It took me almost a year, but I finally finished the braided wool rug for the tiny house! I really am not a crafty person and have not finished any large handicraft projects, so I was not prepared for how proud of the finished product I would feel! It all started last Christmas when my sister Karen gave me wool strips from the Pendleton Outlet store in Portland. She brought the most humongous bag and pretended like it was nothing and that she had just tossed some change out to get it, but I know it was a rather costly gift.
I stripped the wool into 2-inch wide strips as we sat in front of the fire at our beach rental at Christmastime last year. It was a cozy project and a wonderful memory.
As winter wore on and spring began to come, I braided and braided. Braided while we watched movies. Braided while I talked to Trent after the kids went to bed. Braided while I listened to podcasts during the day.
When I reached the end of one colored strip, I would stitch on another strip of the same color. As I braided, I rolled the ends of the strips under so the fraying edges wouldn’t show and the top of the rug would be smooth.

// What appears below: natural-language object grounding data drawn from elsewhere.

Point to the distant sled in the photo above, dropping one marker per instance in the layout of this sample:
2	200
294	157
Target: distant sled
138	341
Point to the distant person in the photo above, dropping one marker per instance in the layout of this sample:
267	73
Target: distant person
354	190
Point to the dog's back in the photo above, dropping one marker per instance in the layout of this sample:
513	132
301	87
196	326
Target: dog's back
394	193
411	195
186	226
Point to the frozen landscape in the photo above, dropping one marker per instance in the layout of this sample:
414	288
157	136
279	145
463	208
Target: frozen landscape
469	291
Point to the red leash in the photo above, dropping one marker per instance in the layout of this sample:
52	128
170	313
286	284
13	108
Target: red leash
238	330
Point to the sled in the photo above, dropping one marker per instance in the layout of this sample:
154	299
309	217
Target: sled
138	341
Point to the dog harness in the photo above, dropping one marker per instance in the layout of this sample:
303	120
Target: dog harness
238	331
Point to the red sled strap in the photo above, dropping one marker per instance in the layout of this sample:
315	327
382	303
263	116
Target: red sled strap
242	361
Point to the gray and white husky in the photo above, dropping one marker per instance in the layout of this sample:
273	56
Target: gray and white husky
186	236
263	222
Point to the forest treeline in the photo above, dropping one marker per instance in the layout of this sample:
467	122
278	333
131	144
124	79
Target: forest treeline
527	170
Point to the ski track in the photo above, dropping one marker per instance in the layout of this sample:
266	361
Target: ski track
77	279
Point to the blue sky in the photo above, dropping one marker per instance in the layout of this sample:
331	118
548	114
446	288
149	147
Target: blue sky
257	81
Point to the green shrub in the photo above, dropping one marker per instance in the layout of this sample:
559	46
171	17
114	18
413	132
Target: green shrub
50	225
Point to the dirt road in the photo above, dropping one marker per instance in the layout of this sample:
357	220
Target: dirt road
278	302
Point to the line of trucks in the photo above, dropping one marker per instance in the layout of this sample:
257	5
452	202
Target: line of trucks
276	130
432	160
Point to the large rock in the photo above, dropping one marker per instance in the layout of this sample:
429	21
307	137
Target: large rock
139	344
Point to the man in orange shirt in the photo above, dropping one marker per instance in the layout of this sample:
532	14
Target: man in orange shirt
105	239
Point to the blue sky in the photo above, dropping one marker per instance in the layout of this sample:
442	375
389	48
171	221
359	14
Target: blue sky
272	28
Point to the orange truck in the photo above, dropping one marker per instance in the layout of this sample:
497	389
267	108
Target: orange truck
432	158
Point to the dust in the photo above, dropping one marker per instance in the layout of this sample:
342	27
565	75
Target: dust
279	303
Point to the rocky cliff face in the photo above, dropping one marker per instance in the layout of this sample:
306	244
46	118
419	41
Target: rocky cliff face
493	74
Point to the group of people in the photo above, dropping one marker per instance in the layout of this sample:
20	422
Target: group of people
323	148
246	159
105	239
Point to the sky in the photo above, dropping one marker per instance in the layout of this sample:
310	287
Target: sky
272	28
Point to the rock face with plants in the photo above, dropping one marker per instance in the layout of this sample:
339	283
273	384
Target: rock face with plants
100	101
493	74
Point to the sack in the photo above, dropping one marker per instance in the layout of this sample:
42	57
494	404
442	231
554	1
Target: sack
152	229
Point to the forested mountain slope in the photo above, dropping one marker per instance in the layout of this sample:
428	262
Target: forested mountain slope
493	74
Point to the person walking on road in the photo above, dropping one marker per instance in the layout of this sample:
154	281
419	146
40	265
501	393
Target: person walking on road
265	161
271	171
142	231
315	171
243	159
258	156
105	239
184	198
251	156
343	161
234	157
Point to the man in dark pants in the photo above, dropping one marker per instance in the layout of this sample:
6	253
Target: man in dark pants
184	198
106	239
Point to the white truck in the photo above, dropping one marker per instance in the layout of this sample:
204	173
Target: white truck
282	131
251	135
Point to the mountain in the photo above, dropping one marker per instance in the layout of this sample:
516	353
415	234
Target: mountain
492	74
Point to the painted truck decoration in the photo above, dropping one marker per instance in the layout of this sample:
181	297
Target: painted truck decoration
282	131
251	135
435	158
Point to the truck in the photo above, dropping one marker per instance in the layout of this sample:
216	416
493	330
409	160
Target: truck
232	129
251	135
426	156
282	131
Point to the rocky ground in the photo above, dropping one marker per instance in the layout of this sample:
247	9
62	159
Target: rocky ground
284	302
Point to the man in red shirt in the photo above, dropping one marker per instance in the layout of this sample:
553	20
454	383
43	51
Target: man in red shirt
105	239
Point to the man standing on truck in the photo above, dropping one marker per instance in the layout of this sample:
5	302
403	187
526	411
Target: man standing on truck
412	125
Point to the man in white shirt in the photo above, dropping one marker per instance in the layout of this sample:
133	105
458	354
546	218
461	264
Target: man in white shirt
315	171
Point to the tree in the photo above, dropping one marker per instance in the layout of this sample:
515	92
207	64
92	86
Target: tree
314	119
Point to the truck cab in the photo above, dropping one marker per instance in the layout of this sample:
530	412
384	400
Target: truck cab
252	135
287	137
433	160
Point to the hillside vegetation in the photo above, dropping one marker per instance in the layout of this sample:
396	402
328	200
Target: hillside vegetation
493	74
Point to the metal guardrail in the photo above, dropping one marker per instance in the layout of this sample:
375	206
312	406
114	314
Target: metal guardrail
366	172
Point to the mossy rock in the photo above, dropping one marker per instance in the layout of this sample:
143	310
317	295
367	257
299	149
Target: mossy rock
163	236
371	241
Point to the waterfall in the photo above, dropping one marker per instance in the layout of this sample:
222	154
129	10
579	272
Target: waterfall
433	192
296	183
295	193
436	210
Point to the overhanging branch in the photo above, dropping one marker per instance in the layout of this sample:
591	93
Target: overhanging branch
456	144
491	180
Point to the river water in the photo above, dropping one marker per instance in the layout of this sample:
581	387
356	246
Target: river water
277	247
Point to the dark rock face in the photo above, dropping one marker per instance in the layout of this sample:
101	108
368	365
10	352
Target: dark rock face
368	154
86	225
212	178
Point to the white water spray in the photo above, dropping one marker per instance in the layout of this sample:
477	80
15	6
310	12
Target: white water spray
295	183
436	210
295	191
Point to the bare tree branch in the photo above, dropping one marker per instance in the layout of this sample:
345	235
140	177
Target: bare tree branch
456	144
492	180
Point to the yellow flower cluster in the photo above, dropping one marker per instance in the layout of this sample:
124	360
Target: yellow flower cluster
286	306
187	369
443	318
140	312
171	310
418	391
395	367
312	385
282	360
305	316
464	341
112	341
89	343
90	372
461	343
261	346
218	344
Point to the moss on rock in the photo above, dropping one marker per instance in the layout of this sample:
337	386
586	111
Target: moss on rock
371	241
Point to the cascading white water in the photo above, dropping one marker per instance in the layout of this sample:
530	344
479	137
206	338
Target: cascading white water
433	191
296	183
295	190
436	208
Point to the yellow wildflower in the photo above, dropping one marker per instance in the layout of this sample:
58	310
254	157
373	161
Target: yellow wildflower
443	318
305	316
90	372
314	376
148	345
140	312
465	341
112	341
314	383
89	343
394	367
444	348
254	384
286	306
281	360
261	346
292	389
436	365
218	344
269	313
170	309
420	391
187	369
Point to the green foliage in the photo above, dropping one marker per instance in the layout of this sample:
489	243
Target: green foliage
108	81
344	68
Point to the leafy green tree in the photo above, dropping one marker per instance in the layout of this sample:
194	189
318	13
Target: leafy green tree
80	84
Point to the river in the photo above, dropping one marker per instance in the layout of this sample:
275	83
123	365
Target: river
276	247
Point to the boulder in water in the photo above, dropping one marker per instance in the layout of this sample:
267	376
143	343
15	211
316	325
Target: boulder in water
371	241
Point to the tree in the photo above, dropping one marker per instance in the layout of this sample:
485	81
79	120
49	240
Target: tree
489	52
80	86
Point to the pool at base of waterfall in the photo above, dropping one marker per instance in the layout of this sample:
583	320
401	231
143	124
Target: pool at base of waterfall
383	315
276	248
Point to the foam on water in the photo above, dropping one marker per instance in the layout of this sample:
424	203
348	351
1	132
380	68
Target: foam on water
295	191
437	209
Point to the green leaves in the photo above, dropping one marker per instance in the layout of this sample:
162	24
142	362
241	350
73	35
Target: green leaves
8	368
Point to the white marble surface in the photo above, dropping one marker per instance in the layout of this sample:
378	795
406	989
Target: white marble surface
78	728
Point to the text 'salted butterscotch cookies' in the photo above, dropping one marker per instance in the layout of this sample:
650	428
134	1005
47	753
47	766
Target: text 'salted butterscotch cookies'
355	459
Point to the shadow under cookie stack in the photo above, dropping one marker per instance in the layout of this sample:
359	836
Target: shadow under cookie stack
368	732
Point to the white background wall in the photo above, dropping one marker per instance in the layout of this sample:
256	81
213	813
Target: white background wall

All summer and into the fall, I stitched the braids together. This was the most time-consuming of all. As the rug grew larger, it became really hard to manage. Instead of sitting on the floor and working around the rug, I insisted on having it on my lap. This turned out to be a mistake.
We watched YouTube videos about forest kindergartens as I stitched the last stitch. I couldn’t wait to lay it all out and admire it.
I laid it out and… aughhhhh! It was more suited for being a braided wool boat! Disaster!
My mind started to wander to worst case scenario. What if I have to rip out 6 months of stitching?
I just about cried.
But thankfully, after a little soak in the bathtub and some stretching and pulling to the edges and a little smooshing to the middle… it laid flat!
And what a beautiful rug it is! I can’t wait to set it in front of the couch, light a fire in the stove, and curl up with some tea.
I also have some dreams of always taking it with us, no matter what house we live in. I hope someday my grandkids will play on it.
Thanks Karen for the wool. You’ll be with us wherever we go.